With Industry 4.0 and Internet of Things (IoT) era coming, remote passwords and control-flow vulnerabilities play a key role to detect attackers in Industry IoT (IIoT), who can easily complete remote session and control-flow hijacking on leverage of these types of Sensitive Information (SI). However, how to measure security degree of Sensitive Information is an open issue. To our best knowledge, no effective method can detect secret trace of SI thieves in Advanced Persistent Threat (APT), especially for backdoors and vulnerabilities in software or firmware. To deal with these problems, we propose a new design, called, IIoT-SIDefender (IIoT-SID), we measure security degree of Sensitive Information via Analytic Hierarchy Process (AHP) and Technique for Order Preference by Similarity to an Ideal Solution (TOPSIS), based on selected taint tracking and real-time memory modification, attack-defense and fix-distribution approaches are proposed. Until now, it is the first defined SI guard method to detect SI-leakage scenarios and reject SI-leverage attack.
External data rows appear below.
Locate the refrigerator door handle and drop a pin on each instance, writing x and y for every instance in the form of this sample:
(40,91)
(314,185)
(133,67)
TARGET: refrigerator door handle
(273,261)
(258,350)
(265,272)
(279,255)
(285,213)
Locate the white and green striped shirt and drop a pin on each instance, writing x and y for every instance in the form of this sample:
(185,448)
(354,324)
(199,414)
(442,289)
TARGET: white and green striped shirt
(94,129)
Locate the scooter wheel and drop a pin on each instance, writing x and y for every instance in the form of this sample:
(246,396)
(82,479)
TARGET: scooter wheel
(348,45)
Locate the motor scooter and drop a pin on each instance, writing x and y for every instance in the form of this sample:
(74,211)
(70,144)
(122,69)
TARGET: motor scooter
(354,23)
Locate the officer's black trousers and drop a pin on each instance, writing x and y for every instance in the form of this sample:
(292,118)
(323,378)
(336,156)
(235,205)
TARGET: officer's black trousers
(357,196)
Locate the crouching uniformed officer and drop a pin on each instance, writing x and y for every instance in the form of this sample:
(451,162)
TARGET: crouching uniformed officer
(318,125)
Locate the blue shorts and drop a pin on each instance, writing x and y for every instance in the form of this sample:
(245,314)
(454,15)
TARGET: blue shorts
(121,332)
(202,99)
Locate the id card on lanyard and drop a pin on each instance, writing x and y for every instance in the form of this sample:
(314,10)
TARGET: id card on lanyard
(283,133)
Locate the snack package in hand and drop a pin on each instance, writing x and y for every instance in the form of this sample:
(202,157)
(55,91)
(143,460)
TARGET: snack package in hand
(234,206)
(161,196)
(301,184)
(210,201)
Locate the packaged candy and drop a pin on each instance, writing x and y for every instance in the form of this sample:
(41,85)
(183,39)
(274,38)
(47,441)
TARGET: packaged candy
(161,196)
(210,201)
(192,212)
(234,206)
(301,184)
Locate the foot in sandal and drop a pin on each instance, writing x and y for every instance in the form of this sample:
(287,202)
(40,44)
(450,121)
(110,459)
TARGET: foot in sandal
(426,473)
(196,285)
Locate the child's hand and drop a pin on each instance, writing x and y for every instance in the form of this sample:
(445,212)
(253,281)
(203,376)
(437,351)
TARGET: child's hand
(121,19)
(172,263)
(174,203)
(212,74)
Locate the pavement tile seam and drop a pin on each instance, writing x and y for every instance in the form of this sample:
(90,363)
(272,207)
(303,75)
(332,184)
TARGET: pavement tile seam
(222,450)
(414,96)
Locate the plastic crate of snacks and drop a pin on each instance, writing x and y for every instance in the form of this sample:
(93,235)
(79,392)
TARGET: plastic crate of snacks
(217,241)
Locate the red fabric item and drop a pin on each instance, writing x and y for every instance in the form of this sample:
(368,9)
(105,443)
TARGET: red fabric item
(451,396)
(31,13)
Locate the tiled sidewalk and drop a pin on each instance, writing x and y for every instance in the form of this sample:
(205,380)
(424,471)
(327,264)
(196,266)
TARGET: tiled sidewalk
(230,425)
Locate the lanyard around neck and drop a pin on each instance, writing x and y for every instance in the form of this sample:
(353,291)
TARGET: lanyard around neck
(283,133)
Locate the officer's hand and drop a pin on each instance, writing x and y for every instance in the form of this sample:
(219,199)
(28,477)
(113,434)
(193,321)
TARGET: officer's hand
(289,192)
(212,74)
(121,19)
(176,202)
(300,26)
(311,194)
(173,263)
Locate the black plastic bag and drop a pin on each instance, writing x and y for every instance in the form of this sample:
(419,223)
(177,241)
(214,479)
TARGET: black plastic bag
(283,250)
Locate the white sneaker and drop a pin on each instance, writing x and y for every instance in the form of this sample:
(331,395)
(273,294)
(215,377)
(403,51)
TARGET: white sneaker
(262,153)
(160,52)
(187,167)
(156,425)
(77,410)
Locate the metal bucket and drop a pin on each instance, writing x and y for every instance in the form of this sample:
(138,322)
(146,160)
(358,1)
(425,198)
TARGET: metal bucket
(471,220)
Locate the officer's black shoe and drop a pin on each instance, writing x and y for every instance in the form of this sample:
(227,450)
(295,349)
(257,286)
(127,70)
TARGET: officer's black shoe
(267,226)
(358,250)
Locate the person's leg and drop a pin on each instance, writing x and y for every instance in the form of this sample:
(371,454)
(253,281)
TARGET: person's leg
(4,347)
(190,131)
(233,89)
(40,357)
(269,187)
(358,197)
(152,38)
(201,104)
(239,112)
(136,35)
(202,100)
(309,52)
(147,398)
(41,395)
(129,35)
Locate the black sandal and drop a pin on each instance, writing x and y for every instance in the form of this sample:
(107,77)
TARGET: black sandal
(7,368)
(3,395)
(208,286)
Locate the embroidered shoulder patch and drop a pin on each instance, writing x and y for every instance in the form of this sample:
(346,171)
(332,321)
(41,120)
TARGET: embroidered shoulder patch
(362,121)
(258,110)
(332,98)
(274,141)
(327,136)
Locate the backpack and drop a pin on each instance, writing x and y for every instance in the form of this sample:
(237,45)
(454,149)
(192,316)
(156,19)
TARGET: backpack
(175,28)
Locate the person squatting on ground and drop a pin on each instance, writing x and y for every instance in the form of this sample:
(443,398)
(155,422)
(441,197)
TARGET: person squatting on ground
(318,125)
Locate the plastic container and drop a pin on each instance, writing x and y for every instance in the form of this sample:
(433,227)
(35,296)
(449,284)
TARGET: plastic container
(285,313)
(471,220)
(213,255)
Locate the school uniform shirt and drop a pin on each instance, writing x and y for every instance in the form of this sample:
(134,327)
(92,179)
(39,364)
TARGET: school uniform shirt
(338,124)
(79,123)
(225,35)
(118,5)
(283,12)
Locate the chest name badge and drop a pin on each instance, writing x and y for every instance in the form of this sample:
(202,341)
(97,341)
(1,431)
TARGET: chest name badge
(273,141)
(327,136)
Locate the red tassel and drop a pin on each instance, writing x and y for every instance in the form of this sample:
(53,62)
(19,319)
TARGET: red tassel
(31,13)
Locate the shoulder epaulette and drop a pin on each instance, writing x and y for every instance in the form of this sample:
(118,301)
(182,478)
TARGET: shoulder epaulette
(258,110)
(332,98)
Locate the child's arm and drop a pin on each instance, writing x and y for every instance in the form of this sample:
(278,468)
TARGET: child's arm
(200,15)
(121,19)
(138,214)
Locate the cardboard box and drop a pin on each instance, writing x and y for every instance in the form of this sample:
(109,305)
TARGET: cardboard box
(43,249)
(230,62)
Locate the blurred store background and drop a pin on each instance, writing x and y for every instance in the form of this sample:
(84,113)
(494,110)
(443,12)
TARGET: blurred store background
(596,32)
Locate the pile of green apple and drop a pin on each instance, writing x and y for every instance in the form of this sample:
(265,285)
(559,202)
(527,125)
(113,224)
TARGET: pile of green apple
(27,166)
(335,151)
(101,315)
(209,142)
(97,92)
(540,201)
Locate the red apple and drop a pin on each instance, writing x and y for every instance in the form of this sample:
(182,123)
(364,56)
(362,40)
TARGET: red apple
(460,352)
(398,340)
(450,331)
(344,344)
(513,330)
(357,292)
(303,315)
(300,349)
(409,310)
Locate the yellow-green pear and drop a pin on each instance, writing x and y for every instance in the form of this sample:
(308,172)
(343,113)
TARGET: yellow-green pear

To verify our proposal, experimental tests are verified in a large number of IIoT applications and devices, including IP cameras, smart meters, PLCs and smart routers. Test results have demonstrated that we can capture security level for Sensitive Information as expected, detect potential leakage points in data lifetime (including unknown backdoors and vulnerabilities), describe fine-grained semantics of accidental leakage and secret leverage points, and generate relative hot fix to prevent further attack.